Leading Off (2/18/13)

Is the Dallas Police and Fire Pension System Overinvested in Real Estate? There are so many questions raised by this lengthy report on how the pension fund that owns Museum Tower ended up managing the luxury proprieties it propped-up with large cash infusions after the real estate bubble burst. For example: What are the properties really worth now? Should the pension fund be managing Hawaiian estates and Napa Valley resorts? Is fund administrator Richard Tettamant having too much fun hobnobbing on the taxpayer’s dime? If speculative land plays don’t pan out, is it really accurate to report them as investments in “natural resources?” Is Tettamant cutting sweetheart deals for developer buddies? Are his efforts to beat market returns putting the future of the our city’s finest – not to mention the pocketbooks of Dallas taxpayers – at considerable risk? Lots of questions. But here’s the one I want to ask: did the fund really need to pay to move a piano from Hawaii to the lobby of Museum Tower? I mean, they sell pianos in Dallas, right?
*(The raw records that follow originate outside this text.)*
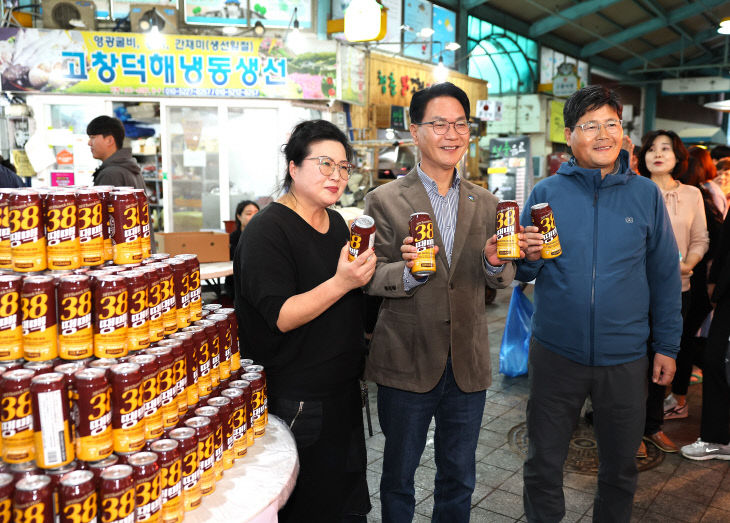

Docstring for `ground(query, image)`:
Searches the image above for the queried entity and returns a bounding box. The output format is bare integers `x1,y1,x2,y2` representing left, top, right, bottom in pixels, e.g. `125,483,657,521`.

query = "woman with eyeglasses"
234,120,376,522
639,130,709,457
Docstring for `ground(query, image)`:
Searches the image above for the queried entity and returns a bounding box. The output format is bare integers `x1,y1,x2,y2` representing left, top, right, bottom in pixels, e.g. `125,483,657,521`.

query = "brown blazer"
365,169,515,392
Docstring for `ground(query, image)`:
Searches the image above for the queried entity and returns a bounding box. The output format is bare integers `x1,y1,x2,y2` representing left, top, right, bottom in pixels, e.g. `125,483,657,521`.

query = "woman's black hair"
235,200,261,231
281,120,354,192
638,129,689,180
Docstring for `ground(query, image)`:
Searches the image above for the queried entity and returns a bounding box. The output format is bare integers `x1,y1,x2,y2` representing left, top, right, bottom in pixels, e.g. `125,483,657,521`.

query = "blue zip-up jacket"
516,151,682,366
Really nice ones, I bet.

As American Swallows U.S. Airways, Airline Field Thins: There was a time when airports were packed with brands like Pan Am, TWA, Eastern, Braniff — all of which have gone the way of the Concorde. Now the “extraordinarily complex” merger between American and U.S. Air leaves just four major carriers: American, United, Delta and Southwest.

Tim Tebow to Speak at First Baptist: The announcement that the incredibly meh quarterback will speak at Robert Jeffress’ First Baptist Church raises all the expected questions about whether or not Tebow endorses statements Jeffress has made in the past about homosexuality, Mormonism, Islam, and on and on. And I suppose those are pertinent questions to ask, even if I wish the only question surrounding anything regarding Tim Tebow was “who cares?”


  • Barry

    As I wrote in the DMN blog yesterday,The Dallas Police and Fire Pension system has grown from $719 million in managed assets 20 years ago (when Tettamant took over as administrator) and has grown to $3.65 billion (b-billion) in assets today. That does not happen by accident or poor management, just the opposite.
    You notice since the economy took a dive, while many pension and retirement funds across the country went broke, became deeply underfunded or just folded, the Dallas Police and Fire Pension system out performed most. Don’t take my word, The Texas Association of Public Employee Retirement Systems just published its yearly analysis and reported that DPFP system was the number one performer over the past 20 years with a 9.11% annualized return. That’s not the middle of the pack, that is the top of the heap in Texas. But wait, there is more, the NEPC, the nation’s largest and most respected independent institutional investment consultancy, just published its yearly analysis of public pensions, and found the DPFP in the top 16% nationwide, that means it out performed 84% of all pension funds in the United States. That same group, the NEPC, placed the risk (or volatility) of the DPFP pension system int he top 12%, out performing 88% of all pension funds in the country.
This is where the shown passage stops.